Case ID: ad2d_306/html/0801-01.html
Source: Caselaw Access Project
Author: {"author": "", "license": "Public Domain", "url": "https://static.case.law/"}
Date Created: 2024-08-24T03:29:51.129683

Fourth Department,
    June, 2003
    (June 13, 2003)
    The People of the State of New York, Respondent, v Terry B. Minter, Appellant.
    [760 NYS2d 806]
   —Appeal from an order of Monroe County Court (Connell, J.), entered January 17, 2002, which denied defendant’s CPL article 440 motion seeking to vacate the judgment of conviction.

It is hereby ordered that the order so appealed from be and the same hereby is unanimously affirmed.

Memorandum: Although County Court properly denied defendant’s CPL article 440 motion seeking to vacate the judgment of conviction, we conclude that the court erred in its reasoning.
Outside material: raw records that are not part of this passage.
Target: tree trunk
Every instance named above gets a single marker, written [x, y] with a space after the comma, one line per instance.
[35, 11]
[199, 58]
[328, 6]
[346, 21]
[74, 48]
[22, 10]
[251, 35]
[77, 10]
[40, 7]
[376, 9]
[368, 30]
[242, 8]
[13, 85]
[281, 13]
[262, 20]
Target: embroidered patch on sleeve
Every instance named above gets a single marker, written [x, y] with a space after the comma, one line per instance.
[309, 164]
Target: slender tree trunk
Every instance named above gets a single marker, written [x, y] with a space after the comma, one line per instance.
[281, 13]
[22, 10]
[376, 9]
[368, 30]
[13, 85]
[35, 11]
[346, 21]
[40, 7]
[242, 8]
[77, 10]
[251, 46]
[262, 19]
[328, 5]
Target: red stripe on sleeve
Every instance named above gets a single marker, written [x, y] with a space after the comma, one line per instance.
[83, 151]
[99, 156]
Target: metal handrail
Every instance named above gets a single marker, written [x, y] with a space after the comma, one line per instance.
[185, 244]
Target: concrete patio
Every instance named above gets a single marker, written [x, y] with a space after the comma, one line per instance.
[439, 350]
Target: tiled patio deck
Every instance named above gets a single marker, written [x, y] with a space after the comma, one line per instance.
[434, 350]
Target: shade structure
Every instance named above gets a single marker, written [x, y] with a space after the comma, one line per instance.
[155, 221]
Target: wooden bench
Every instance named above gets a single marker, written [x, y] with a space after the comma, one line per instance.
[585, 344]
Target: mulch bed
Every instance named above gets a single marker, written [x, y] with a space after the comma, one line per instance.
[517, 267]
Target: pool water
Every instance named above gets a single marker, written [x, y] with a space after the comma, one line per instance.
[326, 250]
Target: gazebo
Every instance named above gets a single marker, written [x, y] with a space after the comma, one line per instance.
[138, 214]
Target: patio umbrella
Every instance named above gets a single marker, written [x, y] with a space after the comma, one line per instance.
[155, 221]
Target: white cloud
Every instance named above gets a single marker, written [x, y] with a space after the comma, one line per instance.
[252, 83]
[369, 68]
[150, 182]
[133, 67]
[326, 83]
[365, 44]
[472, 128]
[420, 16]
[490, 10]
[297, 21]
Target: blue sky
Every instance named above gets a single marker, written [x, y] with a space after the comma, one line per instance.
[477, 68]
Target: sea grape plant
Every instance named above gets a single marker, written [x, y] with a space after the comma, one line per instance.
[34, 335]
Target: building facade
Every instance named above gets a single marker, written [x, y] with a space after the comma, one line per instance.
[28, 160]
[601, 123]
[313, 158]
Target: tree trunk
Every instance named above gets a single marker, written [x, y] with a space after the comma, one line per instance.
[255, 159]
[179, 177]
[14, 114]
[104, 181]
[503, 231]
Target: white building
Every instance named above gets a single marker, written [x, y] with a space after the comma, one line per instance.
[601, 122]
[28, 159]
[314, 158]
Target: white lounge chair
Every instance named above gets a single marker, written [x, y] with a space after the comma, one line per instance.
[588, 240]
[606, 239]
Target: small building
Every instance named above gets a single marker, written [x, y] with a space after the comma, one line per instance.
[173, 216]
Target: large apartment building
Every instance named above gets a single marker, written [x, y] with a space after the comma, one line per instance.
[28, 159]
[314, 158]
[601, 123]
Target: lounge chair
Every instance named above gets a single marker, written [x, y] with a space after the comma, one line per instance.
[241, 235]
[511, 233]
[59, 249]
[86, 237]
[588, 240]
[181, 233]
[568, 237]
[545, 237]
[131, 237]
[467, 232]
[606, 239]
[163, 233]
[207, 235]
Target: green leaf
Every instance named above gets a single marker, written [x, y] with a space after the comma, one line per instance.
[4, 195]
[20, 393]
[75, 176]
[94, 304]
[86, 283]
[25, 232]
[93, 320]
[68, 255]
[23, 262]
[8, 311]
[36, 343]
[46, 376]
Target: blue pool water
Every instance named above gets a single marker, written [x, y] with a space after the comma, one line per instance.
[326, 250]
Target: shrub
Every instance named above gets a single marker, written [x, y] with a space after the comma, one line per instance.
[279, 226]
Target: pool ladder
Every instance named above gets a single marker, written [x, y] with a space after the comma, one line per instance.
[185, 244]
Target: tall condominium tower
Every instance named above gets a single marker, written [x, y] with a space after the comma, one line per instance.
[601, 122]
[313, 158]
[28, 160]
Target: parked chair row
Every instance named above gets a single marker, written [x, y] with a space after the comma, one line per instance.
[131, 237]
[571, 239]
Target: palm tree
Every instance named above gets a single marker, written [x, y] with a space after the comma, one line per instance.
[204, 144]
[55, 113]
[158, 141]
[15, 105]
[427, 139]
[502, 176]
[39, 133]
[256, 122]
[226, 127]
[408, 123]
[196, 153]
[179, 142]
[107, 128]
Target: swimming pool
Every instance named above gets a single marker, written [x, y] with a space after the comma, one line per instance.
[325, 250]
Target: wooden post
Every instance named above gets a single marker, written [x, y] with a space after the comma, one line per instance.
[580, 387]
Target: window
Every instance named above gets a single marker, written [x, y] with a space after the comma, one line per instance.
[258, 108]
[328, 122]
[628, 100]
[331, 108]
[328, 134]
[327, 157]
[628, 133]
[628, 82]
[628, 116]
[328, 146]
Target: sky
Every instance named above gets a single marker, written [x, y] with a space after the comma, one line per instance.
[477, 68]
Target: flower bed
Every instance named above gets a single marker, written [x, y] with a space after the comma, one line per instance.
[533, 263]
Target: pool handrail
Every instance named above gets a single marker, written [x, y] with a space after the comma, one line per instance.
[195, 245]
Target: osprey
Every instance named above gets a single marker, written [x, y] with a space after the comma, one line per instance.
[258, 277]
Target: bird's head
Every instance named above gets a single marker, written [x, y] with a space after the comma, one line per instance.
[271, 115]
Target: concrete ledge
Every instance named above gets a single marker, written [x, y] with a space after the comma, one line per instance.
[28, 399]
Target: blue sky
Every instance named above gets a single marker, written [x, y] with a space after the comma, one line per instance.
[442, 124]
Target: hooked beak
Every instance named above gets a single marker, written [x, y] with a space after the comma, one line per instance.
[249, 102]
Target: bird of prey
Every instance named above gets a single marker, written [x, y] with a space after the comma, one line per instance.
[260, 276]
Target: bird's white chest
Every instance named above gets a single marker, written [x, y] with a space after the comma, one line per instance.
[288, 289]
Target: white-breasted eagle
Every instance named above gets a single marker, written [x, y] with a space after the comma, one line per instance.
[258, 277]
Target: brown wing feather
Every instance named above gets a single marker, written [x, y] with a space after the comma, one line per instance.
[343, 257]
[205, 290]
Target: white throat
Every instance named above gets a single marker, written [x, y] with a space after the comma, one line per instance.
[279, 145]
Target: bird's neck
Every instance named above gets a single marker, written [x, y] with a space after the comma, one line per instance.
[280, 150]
Defendant contends, inter alia, that his plea of guilty to burglary in the first degree in exchange for a term of incarceration not to exceed 12 years was not knowing and voluntary because the court failed to advise him. of the mandatory period of postrelease supervision at the time of the plea. When defendant raised that contention on his direct appeal from the judgment of conviction, we noted in our decision therein that his contention was not preserved for our review, and we declined to exercise our power to review it as a matter of discretion in the interest of justice (People v Minter, 295 AD2d 927 [2002], lv denied 98 NY2d 712 [2002]). The court should have denied defendant’s motion pursuant to CPL 440.10 (2) (b) because defendant’s direct appeal from the judgment of conviction was pending at the time of the motion and there were sufficient facts in the record to permit adequate review of defendant’s contention on the direct appeal. Instead, the court denied the motion as a matter of law, relying upon our decision in People v Bloom (269 AD2d 838 [2000],. lv denied 94 NY2d 945 [2000]). The court’s reliance on Bloom was misplaced. In Bloom (269 AD2d at 838), we determined that there was no need for the sentencing court to specify a period of postrelease supervision inasmuch as, pursuant to Penal Law § 70.45 (2), the period of postrelease supervision is five years unless a shorter period is specified by the court. Present — Pigott, Jr., P.J., Wisner, Scudder, Burns and Gorski, JJ.